Nietzsche
Fragments posthumes




 

405

Dieu a créé l'homme heureux, oisif, innocent et immortel ; notre vie réelle est une existence fausse, déchue, pécheresse, un châtiment… La douleur, la lutte, le travail, la mort deviennent des objections, des points d'interrogation posés à la vie, des choses contre nature qui ne doivent point durer, auxquelles il faut des remèdes, et ces remèdes on les a…

L'humanité depuis Adam jusqu'à nous, s'est toujours trouvée dans un état anormal ; Dieu même a donné son fils pour le péché d'Adam, pour mettre un terme à cet état anormal ; le caractère naturel de la vie est d'être une malédiction ; le Christ restitue à celui qui croit en lui son état normal ; il le rend heureux, oisif et innocent. Mais la terre ne s'est pas mise à porter du fruit sans travail ; les femmes n'enfantent point sans douleur ; la maladie n'a pas cessé ; les croyants les plus sincères sont aussi mal partagés que les pires mécréants. La seule chose que l'Église ait affirmé, — et ce sont des affirmations incontrôlables — c'est que l'homme est délivré de la mort et du péché. « Il est affranchi du péché » non de son fait, non par une lutte rigoureuse, mais racheté par un acte rédempteur — donc parfait, innocent, paradisiaque…

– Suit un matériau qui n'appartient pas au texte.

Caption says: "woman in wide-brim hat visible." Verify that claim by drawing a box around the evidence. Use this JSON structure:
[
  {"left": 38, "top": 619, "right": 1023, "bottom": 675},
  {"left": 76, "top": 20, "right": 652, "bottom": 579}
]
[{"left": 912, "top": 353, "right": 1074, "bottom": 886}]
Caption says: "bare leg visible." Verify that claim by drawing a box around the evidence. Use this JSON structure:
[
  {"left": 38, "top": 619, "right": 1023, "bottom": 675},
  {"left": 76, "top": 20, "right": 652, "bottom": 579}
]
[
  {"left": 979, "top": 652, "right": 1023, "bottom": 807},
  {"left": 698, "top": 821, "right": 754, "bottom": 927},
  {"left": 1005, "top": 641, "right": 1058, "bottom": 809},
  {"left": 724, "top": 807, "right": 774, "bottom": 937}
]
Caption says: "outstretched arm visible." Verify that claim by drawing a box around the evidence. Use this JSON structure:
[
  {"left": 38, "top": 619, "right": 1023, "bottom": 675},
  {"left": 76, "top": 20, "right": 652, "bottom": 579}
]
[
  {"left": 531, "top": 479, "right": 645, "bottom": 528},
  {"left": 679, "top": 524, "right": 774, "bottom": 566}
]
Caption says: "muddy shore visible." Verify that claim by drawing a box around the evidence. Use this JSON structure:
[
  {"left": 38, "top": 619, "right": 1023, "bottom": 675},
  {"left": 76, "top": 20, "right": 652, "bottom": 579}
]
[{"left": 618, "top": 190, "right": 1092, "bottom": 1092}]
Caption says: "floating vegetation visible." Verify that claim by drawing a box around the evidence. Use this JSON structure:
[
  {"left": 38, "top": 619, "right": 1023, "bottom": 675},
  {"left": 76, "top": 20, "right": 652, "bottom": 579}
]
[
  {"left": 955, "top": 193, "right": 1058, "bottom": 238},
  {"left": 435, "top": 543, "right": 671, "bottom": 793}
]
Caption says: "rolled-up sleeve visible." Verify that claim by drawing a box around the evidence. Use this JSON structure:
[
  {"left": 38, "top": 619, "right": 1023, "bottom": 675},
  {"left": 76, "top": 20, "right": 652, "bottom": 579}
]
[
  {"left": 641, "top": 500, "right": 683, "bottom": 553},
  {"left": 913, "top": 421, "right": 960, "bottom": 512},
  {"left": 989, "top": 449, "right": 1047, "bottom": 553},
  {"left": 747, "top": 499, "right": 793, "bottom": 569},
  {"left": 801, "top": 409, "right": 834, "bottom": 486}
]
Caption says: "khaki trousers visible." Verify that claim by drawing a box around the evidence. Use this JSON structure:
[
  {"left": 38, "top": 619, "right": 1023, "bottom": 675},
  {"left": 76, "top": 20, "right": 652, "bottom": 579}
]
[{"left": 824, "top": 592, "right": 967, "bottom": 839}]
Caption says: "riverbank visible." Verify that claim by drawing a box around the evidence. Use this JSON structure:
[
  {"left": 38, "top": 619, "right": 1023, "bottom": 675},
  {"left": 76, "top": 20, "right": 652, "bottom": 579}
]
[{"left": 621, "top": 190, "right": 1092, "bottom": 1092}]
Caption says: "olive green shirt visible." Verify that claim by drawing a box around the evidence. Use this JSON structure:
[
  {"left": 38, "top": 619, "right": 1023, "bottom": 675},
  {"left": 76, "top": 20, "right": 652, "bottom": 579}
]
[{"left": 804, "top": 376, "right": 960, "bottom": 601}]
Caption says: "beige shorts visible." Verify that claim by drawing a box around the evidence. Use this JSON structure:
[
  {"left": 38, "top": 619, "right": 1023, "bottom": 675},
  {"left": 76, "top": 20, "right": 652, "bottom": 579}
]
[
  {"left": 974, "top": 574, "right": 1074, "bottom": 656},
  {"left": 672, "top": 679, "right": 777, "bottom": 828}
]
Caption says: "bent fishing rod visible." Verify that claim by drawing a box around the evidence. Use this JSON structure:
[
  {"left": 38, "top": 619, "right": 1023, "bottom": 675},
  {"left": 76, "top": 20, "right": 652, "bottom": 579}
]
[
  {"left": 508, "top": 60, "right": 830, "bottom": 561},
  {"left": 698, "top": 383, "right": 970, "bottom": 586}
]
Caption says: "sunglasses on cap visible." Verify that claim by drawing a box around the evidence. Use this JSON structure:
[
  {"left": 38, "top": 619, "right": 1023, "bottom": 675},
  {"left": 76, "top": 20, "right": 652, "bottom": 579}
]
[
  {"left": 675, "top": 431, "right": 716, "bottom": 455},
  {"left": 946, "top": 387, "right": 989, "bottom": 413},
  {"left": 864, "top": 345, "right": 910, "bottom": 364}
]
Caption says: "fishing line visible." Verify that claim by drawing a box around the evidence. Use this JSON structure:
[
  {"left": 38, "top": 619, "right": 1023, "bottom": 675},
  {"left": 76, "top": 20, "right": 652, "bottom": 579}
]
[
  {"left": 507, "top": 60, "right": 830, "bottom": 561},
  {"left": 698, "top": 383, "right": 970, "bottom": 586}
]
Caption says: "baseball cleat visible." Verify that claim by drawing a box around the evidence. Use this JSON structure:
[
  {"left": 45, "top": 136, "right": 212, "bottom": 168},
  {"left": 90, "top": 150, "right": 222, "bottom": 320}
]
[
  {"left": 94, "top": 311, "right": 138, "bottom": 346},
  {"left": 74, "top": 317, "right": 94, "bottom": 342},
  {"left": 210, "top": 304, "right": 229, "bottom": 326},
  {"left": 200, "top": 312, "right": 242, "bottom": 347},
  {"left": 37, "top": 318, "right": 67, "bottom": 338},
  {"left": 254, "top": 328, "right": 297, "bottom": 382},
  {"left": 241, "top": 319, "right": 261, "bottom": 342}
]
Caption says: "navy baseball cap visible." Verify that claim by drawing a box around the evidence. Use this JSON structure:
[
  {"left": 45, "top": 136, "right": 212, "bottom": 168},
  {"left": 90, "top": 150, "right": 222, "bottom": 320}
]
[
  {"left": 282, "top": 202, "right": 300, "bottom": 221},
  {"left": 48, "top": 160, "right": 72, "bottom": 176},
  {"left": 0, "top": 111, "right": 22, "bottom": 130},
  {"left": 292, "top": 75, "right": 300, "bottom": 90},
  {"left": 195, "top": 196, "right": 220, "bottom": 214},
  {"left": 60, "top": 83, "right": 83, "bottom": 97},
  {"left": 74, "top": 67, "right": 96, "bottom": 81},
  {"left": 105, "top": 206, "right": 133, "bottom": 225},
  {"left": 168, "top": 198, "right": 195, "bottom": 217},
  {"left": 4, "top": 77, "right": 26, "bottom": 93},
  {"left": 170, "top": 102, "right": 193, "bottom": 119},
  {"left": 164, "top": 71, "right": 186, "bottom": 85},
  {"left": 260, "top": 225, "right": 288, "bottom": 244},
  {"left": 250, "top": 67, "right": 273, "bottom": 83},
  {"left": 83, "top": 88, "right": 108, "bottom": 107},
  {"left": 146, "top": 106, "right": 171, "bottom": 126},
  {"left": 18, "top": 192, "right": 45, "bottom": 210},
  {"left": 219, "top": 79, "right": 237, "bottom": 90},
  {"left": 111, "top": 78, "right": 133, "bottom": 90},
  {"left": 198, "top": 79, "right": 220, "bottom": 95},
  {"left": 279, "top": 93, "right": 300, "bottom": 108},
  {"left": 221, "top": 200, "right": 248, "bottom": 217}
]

La vraie vie n'est qu'une croyance (c'est-à-dire une façon de se tromper soi-même, une folie). Toute l'existence réelle, de lutte et de combat, pleine de lumière et de ténèbres, n'est qu'une existence fausse et mauvaise ; le devoir est de s'en affranchir. « L'homme innocent, oisif, immortel, heureux », c'est cette conception du bien suprême qu'il faut avant tout critiquer. Pourquoi la faute, le travail, la mort, la douleur (et chrétiennement parlant, la connaissance) sont-ils opposés au bien suprême ? Paresseux concepts chrétiens : la « béatitude », « l'innocence », « l'immortalité ».

 

406.

On ne devrait jamais pardonner au christianisme d'avoir détruit des hommes comme Pascal. Il ne faudra jamais cesser de combattre dans le christianisme cette volonté de briser les âmes les plus fortes et les plus nobles. Il ne faudra pas avoir de trêve que l'on n'ait abattu cette idole encore : l'idéal de l'homme tel que le christianisme l'a inventé, ses exigences à l'égard de l'homme, son non  et son oui relativement à l'homme. Tout cet absurde résidu de fable chrétienne, ces toiles d'araignée des concepts, cette théologie, ne nous importent guère ; ce serait mille fois plus absurde que nous ne lèverions pas le petit doigt pour l'abattre. Mais nous combattons cet idéal dont la beauté morbide et la séduction féminine, l'éloquence calomnieuse et insinuante, flattent toutes les lâchetés et les vanité des âmes lasses — et les plus fortes ont des heures de lassitude — comme si tout ce qui peut paraître le plus utile et le plus désirable dans de pareils états, la confiance, la candeur, la simplicité, la patience, l'amour du prochain, la résignation, la soumission à Dieu, une sorte de désarmement, de répudiation du moi propre, était en soi ce qu'il y a de plus utile et de plus souhaitable; comme si ce modeste avorton d'âme, ce vertueux animal moyen, ce mouton docile qu'est l'homme, non seulement avait la prééminence sur la race d'hommes plus forte, plus méchante, plus avide, plus téméraire, plus prodigue, et de ce fait cent fois plus exposée, mais encore comme s'il était l'idéal, le but, la norme, pour l'homme en général, le bien suprême.

L'institution d'un pareil idéal a été jusqu'à présent pour l'homme la plus sinistre de ses tentations ; car elle menaçait de mort les exceptions plus vigoureuses et les réussites humaines, grâce auxquelles progressait la volonté de puissance et de croissance du type humain tout entier ; ces valeurs devaient miner à la racine la croissance de ces hommes supérieurs qui acceptaient librement, à cause de leurs ambitions et de leurs tâches supérieures, une vie plus dangereuses (en termes d'économie sociale : élévation des frais d'entreprise en même temps que des probabilités d'échec.) Ce que nous attaquons dans le christianisme ? C'est qu'il veuille briser les forts, décourager leur courage, utiliser leurs heures mauvaises et leurs lassitudes, transformer en inquiétude et en tourment de conscience leur fière assurance ; c'est qu'il sache empoisonner et infecter les instincts nobles, jusqu'à ce que leur force et leur volonté de puissance se retournent contre elles-mêmes, jusqu'à ce que les forts périssent des excès de leur mépris d'eux-mêmes et des mauvais traitements qu'ils s'infligent : horrible désastre dont Pascal est le plus illustre exemple.